On the other hand, if branch branching does not occur, processor core 125 is used to obtain the correct address of the instruction immediately following the branch instruction (source) BNX 152, PC Offset 155) are also ready to provide port 'block selection 1' and 'offset 1' to high level memory 124. Thus, the processor core 125 You can continue the pipeline operation without waiting. Further, the tracker 170 can use the read pointer to acquire the next branch point under the control of the control signal to continue the branch processing as described earlier. table 3 An illustration of the pipeline segment when the branch transfer was unsuccessful is shown. The instruction 'i' is a branch instruction, 'i+1' is the last instruction of the branch instruction, and so on.
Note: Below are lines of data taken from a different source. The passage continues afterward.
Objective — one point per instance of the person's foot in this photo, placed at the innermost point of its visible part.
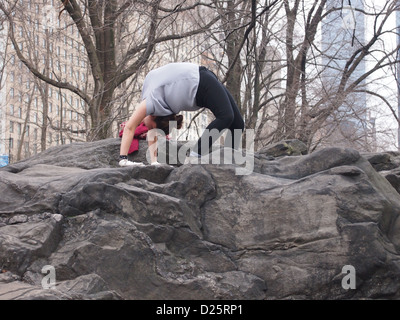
(127, 163)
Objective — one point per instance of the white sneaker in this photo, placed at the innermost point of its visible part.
(127, 163)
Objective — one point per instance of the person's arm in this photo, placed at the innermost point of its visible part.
(129, 130)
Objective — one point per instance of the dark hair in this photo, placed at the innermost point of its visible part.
(162, 122)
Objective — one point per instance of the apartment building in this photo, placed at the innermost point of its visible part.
(34, 115)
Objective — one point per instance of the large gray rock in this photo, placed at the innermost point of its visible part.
(284, 231)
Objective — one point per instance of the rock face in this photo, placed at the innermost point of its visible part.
(284, 231)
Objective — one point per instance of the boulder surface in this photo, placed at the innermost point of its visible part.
(288, 230)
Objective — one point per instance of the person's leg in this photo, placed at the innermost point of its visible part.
(213, 96)
(237, 123)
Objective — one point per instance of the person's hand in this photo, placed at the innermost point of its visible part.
(127, 163)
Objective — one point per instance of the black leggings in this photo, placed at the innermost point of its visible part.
(212, 95)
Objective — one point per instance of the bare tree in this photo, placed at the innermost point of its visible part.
(96, 22)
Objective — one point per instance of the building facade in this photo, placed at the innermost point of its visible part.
(35, 115)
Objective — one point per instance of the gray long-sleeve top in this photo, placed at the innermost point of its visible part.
(171, 89)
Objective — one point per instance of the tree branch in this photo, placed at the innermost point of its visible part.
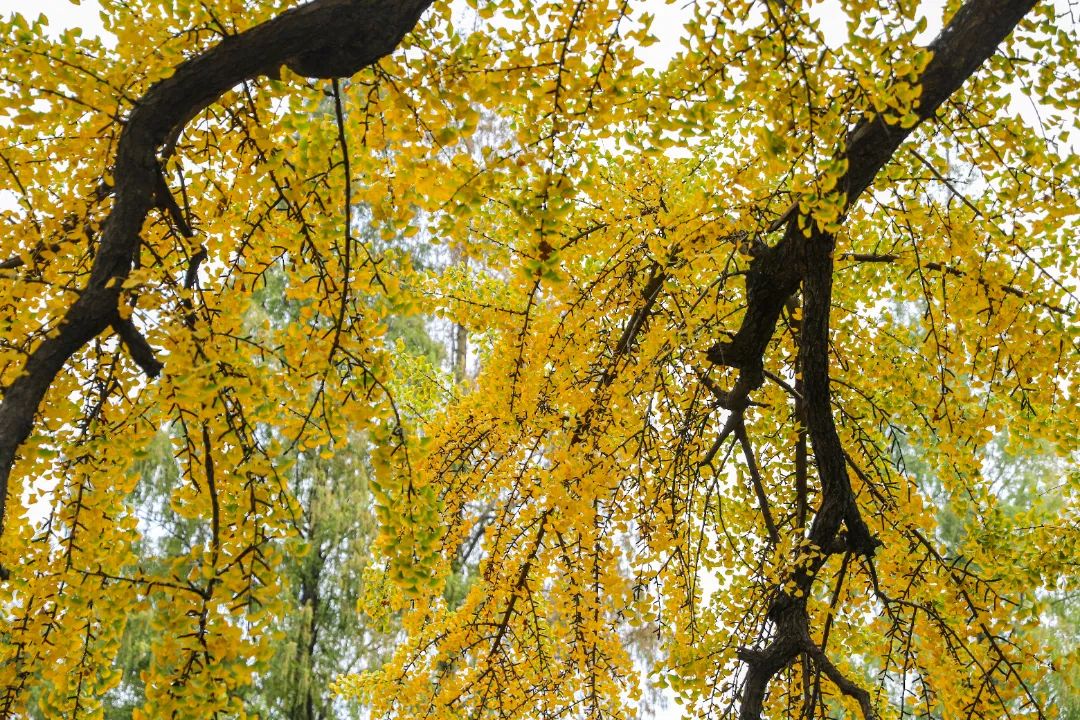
(775, 273)
(321, 39)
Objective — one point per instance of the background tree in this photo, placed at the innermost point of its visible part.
(659, 368)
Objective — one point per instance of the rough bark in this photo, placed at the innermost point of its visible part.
(775, 273)
(322, 39)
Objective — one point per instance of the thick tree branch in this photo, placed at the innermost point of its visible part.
(774, 274)
(321, 39)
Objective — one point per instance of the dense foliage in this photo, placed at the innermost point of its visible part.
(756, 334)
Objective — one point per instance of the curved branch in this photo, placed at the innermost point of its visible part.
(775, 273)
(322, 39)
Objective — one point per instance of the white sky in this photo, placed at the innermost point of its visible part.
(667, 27)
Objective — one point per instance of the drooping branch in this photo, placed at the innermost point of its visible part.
(322, 39)
(774, 274)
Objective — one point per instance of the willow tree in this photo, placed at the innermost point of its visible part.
(716, 299)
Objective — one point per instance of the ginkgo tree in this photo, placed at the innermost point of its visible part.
(710, 304)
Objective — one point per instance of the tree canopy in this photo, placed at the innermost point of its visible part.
(752, 334)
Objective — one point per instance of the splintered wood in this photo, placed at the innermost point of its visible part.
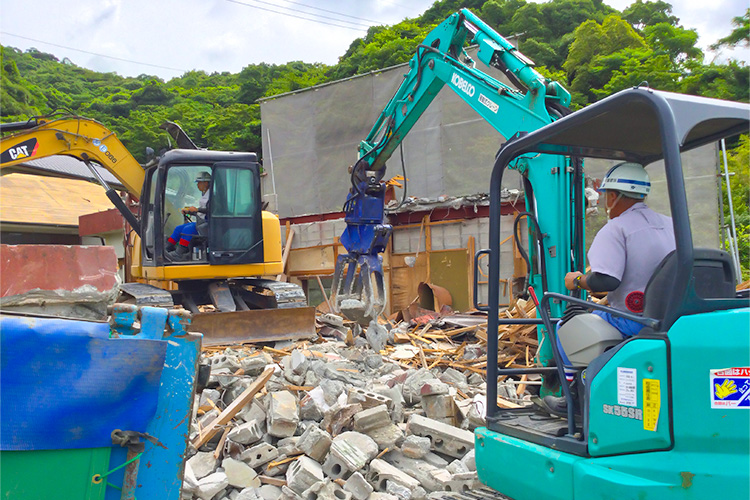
(431, 346)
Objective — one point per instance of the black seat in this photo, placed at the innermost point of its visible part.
(713, 278)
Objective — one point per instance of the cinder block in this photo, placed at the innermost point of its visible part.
(381, 472)
(315, 443)
(445, 438)
(283, 417)
(372, 418)
(358, 486)
(303, 473)
(260, 454)
(368, 399)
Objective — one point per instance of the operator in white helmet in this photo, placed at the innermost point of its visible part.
(627, 250)
(623, 256)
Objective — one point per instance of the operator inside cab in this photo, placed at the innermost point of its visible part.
(623, 257)
(177, 246)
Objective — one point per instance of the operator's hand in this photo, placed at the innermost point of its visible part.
(570, 279)
(727, 388)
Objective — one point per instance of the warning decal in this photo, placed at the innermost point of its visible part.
(730, 388)
(651, 404)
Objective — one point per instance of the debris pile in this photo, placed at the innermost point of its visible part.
(338, 420)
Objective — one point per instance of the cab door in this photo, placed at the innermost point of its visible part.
(235, 230)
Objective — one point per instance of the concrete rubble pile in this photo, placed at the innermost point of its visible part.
(337, 420)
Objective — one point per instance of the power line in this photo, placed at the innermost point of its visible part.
(93, 53)
(361, 28)
(334, 12)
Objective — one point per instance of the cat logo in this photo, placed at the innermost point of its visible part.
(20, 151)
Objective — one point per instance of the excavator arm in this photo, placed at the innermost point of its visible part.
(533, 101)
(81, 138)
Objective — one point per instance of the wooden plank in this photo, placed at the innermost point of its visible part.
(287, 249)
(230, 411)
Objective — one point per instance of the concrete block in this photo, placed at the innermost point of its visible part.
(372, 418)
(368, 399)
(358, 486)
(239, 474)
(469, 461)
(282, 416)
(303, 473)
(433, 387)
(315, 443)
(59, 280)
(416, 446)
(445, 438)
(260, 454)
(349, 452)
(326, 490)
(270, 492)
(381, 472)
(202, 464)
(440, 407)
(247, 433)
(255, 363)
(211, 485)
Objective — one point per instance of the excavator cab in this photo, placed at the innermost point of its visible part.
(661, 415)
(231, 230)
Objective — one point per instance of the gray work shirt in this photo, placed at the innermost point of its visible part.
(629, 247)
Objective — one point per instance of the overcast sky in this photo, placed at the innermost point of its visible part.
(168, 37)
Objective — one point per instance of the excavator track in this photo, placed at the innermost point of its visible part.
(483, 493)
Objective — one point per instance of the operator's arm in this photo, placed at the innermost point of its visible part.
(591, 281)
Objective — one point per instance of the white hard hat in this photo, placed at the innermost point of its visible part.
(628, 178)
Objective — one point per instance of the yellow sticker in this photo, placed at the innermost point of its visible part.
(651, 404)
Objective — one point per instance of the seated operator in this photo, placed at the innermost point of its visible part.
(624, 253)
(177, 243)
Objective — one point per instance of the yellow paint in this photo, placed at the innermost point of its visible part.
(651, 404)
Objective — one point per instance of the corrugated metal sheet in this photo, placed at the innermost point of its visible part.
(67, 166)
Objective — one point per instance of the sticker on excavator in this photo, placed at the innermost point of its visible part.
(730, 388)
(651, 404)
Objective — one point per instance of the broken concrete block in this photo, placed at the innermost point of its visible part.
(260, 454)
(381, 472)
(372, 419)
(60, 280)
(349, 452)
(315, 443)
(376, 335)
(331, 390)
(433, 387)
(202, 464)
(440, 407)
(239, 474)
(413, 385)
(416, 446)
(269, 492)
(326, 490)
(358, 486)
(303, 473)
(368, 399)
(469, 461)
(445, 438)
(211, 485)
(282, 416)
(388, 436)
(247, 433)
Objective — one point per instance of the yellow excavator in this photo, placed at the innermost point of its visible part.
(224, 256)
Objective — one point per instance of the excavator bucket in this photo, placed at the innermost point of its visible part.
(256, 325)
(358, 285)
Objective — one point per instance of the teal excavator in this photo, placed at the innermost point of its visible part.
(663, 415)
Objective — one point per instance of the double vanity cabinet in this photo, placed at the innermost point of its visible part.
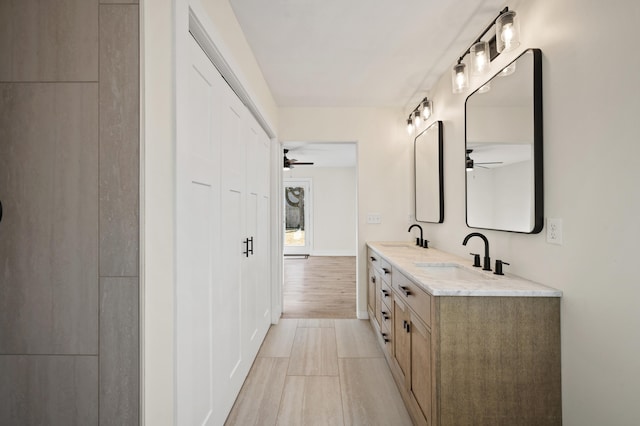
(465, 346)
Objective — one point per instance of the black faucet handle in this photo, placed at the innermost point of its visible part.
(499, 264)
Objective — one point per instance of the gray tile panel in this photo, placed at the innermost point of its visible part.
(119, 140)
(49, 231)
(48, 390)
(119, 351)
(48, 40)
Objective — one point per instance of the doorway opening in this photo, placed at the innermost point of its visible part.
(320, 230)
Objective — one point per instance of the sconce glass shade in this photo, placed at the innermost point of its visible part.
(416, 118)
(507, 31)
(426, 109)
(459, 78)
(480, 58)
(409, 125)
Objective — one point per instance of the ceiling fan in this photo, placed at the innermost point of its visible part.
(470, 164)
(290, 163)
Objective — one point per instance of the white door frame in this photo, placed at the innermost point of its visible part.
(308, 216)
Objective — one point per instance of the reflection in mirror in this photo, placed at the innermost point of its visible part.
(429, 187)
(504, 149)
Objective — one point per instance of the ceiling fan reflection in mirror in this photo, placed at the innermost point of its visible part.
(470, 164)
(290, 163)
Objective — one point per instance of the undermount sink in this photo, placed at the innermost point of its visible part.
(450, 271)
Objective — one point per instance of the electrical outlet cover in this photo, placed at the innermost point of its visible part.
(554, 231)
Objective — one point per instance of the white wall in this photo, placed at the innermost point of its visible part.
(333, 192)
(383, 174)
(591, 149)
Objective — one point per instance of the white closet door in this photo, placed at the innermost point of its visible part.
(231, 355)
(198, 156)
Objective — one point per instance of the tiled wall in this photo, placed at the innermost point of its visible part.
(69, 162)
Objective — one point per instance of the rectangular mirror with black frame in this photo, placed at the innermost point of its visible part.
(503, 135)
(429, 182)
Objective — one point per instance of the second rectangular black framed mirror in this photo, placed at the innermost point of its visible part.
(429, 181)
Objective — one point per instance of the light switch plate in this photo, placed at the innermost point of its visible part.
(374, 218)
(554, 231)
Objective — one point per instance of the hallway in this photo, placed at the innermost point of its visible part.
(320, 287)
(319, 371)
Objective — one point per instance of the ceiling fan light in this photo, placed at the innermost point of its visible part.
(459, 78)
(507, 31)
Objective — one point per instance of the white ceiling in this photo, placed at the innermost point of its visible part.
(351, 53)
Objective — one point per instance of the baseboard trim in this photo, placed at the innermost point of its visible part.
(333, 253)
(362, 315)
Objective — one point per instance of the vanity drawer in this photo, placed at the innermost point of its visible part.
(385, 335)
(413, 295)
(374, 258)
(385, 294)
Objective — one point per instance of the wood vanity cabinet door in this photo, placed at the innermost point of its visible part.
(402, 337)
(371, 296)
(377, 296)
(421, 367)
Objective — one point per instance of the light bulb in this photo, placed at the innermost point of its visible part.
(426, 109)
(508, 31)
(459, 78)
(479, 57)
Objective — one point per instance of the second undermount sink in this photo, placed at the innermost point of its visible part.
(451, 271)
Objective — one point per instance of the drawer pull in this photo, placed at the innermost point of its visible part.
(405, 290)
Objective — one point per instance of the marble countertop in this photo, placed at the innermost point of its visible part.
(406, 257)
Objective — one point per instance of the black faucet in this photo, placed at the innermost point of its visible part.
(419, 241)
(487, 259)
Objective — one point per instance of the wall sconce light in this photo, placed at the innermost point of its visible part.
(459, 77)
(426, 109)
(416, 118)
(507, 31)
(480, 59)
(421, 112)
(507, 38)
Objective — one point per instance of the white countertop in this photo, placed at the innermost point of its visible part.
(404, 256)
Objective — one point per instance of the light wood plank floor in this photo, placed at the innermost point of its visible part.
(319, 372)
(320, 287)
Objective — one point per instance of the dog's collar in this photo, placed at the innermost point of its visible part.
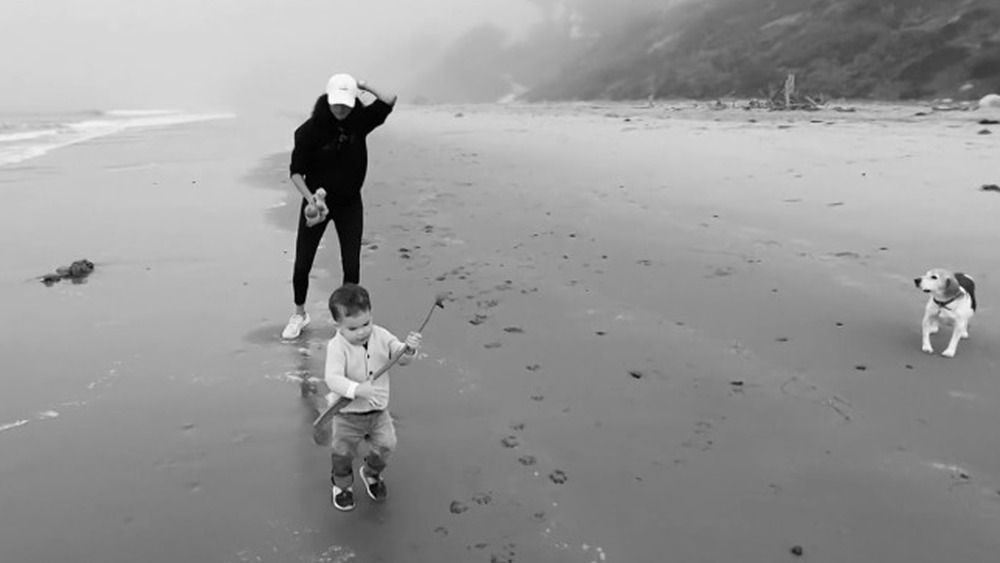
(944, 304)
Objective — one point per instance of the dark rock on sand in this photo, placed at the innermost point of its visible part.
(77, 271)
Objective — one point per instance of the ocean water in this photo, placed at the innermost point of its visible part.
(26, 136)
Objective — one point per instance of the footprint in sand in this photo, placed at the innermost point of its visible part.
(506, 554)
(482, 499)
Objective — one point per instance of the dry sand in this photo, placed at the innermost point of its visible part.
(676, 334)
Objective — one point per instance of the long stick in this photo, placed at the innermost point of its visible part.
(342, 402)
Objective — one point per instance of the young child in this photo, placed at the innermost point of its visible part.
(357, 351)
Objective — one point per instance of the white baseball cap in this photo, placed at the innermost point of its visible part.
(342, 89)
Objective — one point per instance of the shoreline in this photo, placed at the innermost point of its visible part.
(664, 339)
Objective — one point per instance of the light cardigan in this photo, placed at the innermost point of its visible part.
(348, 365)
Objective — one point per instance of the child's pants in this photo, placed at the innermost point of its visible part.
(349, 430)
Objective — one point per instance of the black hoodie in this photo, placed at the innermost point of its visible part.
(331, 153)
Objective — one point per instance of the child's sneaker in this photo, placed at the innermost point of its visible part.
(374, 485)
(295, 325)
(343, 499)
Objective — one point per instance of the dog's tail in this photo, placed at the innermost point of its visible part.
(969, 285)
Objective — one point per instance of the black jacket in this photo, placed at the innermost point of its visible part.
(333, 154)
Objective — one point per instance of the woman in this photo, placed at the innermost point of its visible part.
(330, 153)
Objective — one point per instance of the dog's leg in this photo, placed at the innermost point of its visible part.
(956, 335)
(930, 326)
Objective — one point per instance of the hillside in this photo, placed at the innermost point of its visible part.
(862, 49)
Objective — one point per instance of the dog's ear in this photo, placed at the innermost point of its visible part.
(951, 287)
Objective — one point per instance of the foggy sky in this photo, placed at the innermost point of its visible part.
(222, 54)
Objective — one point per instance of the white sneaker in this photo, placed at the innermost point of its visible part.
(295, 325)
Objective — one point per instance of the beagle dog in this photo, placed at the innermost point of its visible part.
(952, 300)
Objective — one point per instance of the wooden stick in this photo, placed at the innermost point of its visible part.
(342, 402)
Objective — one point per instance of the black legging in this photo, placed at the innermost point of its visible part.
(348, 219)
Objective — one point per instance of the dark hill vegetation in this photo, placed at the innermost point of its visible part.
(862, 49)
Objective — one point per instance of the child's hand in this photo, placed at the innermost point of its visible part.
(413, 342)
(372, 393)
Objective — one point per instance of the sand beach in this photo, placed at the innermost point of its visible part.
(673, 334)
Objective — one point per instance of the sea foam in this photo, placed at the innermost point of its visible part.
(33, 136)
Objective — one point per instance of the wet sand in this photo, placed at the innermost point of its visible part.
(674, 334)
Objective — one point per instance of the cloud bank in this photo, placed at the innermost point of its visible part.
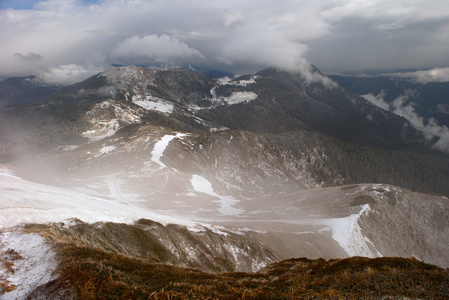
(59, 37)
(430, 128)
(425, 76)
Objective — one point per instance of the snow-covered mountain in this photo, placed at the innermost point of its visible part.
(218, 175)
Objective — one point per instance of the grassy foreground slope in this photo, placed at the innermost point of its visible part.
(90, 271)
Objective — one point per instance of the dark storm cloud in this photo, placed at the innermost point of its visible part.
(238, 36)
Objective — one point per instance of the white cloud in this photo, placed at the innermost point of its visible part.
(425, 76)
(66, 74)
(378, 100)
(163, 47)
(430, 128)
(234, 35)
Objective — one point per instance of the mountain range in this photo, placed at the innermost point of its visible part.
(220, 175)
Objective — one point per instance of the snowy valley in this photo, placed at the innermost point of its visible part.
(153, 168)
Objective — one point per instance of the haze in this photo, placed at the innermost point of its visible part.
(65, 41)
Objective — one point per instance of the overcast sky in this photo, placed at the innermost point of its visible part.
(69, 40)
Table 3 Pipeline segment diagram (when branching does not occur)

order	i		IF	ID	EX	MEM	WB
	i+1			IF	ID	EX	MEM	WB
	i+2				IF	ID	EX	MEM
	i+3					IF	ID	EX
	i+4						IF	ID

Instruction address		i	i+1	i+2	i+3	i+4
Get instruction			i	i+1	i+2	i+3	i+4
Clock cycle		1	2	3	4	5	6	7

Figure 5A shows another pipeline control structure 2 of the present invention. As shown in FIG. 5A, the decoder 11 decodes the fetched instructions and provides the operands required for execution. The resulting instruction decode result and operand are sent to the execution unit and program counter (EX/PC) to execute and calculate the next instruction address 21 in the program stream. However, unlike the pipeline control structure 1 described in FIG. 2, the next instruction address 21 and the branch target instruction address 18 are sent to the instruction memory (or instruction cache) 22 through the

registers

24 and 23, respectively. Instruction memory 22 may contain multiple ports for read/write operations.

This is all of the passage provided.